An additional feature missing from a known support apparatus is durability and versatility when used in corrosive or other harsh environments. Often the contents of a pressurized system exhibit very reactive properties and tend to corrode or erode components of the system. The inner bore of an inlet support member may frequently make contact with these contents, which may tend to erode or degrade the inlet support member. To use an inlet support member in such a harsh environment, it must be made of expensive corrosion- and/or heat-resistant material. Additionally, the inlet support member may require frequent replacement as it becomes corroded or eroded.
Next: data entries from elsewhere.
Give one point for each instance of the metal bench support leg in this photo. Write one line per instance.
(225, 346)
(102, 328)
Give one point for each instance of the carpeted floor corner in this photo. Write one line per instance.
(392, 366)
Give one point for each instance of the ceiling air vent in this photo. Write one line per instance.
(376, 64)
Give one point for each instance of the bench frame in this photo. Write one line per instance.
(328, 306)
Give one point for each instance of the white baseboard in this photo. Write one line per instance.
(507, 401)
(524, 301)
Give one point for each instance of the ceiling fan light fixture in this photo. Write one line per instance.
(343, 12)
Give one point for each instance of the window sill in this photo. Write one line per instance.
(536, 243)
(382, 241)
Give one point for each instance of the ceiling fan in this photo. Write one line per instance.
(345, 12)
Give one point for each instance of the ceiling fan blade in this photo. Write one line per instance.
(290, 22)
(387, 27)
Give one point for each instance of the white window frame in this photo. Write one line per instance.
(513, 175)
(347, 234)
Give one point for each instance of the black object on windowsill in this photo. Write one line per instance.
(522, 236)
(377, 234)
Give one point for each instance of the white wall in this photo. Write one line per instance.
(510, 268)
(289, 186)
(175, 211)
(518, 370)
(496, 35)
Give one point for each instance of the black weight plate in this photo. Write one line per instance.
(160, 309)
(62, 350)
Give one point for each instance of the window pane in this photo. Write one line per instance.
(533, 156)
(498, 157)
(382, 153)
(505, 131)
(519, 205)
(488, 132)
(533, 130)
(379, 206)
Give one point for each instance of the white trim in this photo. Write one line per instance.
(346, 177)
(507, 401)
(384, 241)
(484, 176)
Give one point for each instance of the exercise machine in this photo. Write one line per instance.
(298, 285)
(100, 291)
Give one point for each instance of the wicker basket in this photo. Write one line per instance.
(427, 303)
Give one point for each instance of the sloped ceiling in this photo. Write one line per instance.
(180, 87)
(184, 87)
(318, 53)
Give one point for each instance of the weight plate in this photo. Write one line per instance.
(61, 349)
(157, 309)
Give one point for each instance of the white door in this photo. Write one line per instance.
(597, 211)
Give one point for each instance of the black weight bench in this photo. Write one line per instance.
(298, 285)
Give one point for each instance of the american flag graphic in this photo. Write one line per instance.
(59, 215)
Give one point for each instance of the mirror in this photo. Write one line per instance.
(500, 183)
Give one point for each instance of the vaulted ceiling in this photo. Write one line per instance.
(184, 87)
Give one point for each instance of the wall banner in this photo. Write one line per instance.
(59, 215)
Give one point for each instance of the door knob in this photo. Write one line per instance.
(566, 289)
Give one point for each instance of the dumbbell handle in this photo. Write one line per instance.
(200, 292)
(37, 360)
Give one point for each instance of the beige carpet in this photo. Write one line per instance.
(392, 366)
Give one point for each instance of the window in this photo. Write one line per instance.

Another example of known support apparatus may provide a seal to an insert device through the use of a bite seal. A bite seal includes a ridged portion configured to cut or “bite” into an insert device when the components of a support assembly are pressed together. A bite seal is more effective than a seal depending solely on the pressure applied to an insert device. A known support apparatus provides a bite seal as an integral part of one of the support members. This configuration suffers from numerous disadvantages. First, in some support apparatus, the bite seal must be made of very hard and very expensive materials. When the bite seal is integral with a support member, the entire support member must be made out of the very hard and very expensive material, which increases material cost of the support apparatus. Additionally, a bite seal may suffer from damage through shipment, installation, or repeated use. Such damage may take the form of dents or dings. A damaged bite seal provides an inferior seal with an insert device; therefore, a damaged bite seal should be replaced. In known apparatus, to replace the bite seal requires replacing the entire support member, which increases the cost of maintaining the support apparatus.
In light of the foregoing, there is a need for a support apparatus or safety head assembly that may reduce the use of materials, while retaining or improving upon the functionality of a known support apparatus or safety head assembly. There is also a need for a support apparatus or safety head assembly that facilitates proper alignment and sealing of an insert device within a pressurized system. There is also a need for a safety head assembly that allows assembly bolts to be seen and adjusted while the safety head assembly is installed within a pressurized system. Additionally, there is a need for a safety head assembly having increased resistance to erosion or corrosion at decreased material cost. There is also a need for a safety head assembly having a bite seal that can be replaced at low cost. Further, there is a need for a method of installing and adjusting a safety head assembly that provides improved alignment and sealing.